U.S. Central also declined to go into the matter, but noted that it is well aware of the seriousness of the situation. "That is something that is being discussed very intensely at the moment," said U.S. Central's Roger Dick. "We know this is a matter of great anxiety, and we are very chagrined about it. To say that we deeply regret what has happened is a dramatic understatement."

Dick said U.S. Central used e-mail, blast faxes and phone calls to keep its member corporates apprised of the situation, with e-mails going out nearly hourly at one point during the crisis.

Natural-person credit unions wanted to know why their respective corporates didn't have their own back-up systems in place so that even if U.S. Central's system went down, they would be protected.

Southeast Corporate, Tallahassee, Fla., for example, said it is investigating what sort of back-up system it may need to put in place. Western Corporate (WesCorp), San Dimas, Calif., on the other hand, had the ability to go to a back-up system but quickly realized that wasn't a viable option, according to Walter Laskos, manager of corporate communications..

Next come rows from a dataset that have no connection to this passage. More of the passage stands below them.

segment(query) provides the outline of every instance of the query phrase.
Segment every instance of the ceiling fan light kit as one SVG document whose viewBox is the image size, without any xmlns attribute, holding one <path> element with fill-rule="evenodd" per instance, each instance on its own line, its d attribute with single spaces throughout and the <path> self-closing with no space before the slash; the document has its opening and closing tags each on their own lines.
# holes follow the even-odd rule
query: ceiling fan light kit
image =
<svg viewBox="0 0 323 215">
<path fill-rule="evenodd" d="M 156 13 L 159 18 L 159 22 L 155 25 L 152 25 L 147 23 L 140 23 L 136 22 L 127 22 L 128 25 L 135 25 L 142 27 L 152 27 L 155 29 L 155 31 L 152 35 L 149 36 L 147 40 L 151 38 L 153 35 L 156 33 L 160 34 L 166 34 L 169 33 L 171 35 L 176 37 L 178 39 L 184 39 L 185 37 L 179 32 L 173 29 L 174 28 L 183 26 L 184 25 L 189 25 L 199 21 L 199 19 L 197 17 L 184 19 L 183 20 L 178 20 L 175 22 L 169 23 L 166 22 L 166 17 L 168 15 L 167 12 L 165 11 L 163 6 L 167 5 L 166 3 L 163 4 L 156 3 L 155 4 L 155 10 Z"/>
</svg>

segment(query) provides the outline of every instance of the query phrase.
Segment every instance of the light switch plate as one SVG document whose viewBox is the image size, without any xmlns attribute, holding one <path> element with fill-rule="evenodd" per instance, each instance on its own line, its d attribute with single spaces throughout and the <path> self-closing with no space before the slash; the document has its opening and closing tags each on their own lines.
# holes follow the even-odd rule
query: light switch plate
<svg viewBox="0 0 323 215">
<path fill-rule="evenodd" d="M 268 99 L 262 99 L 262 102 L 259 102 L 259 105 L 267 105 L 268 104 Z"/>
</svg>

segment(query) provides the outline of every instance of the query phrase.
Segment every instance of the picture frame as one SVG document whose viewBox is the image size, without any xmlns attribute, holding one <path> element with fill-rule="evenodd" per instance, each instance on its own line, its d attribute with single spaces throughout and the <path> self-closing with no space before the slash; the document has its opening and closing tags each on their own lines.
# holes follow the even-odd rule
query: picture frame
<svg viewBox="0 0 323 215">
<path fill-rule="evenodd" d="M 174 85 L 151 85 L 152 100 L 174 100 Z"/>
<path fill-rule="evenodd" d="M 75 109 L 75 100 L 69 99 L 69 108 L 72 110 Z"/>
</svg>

"WesCorp used to process ACH in-house in the past, but we found we could offer the service at a better rate and more efficiently by using U.S. Central as a vendor," Laskos related. "When U.S. Central was struggling to resolve the situation, we looked at what we could do at our end, but we determined that if we went to a back-up system, in the end we'd risk the duplication of items, which would only do more harm than good in the long run. That's why we were very careful not to just go running with something. We told our credit unions that the best course of action was to be patient and let U.S. Central work through this."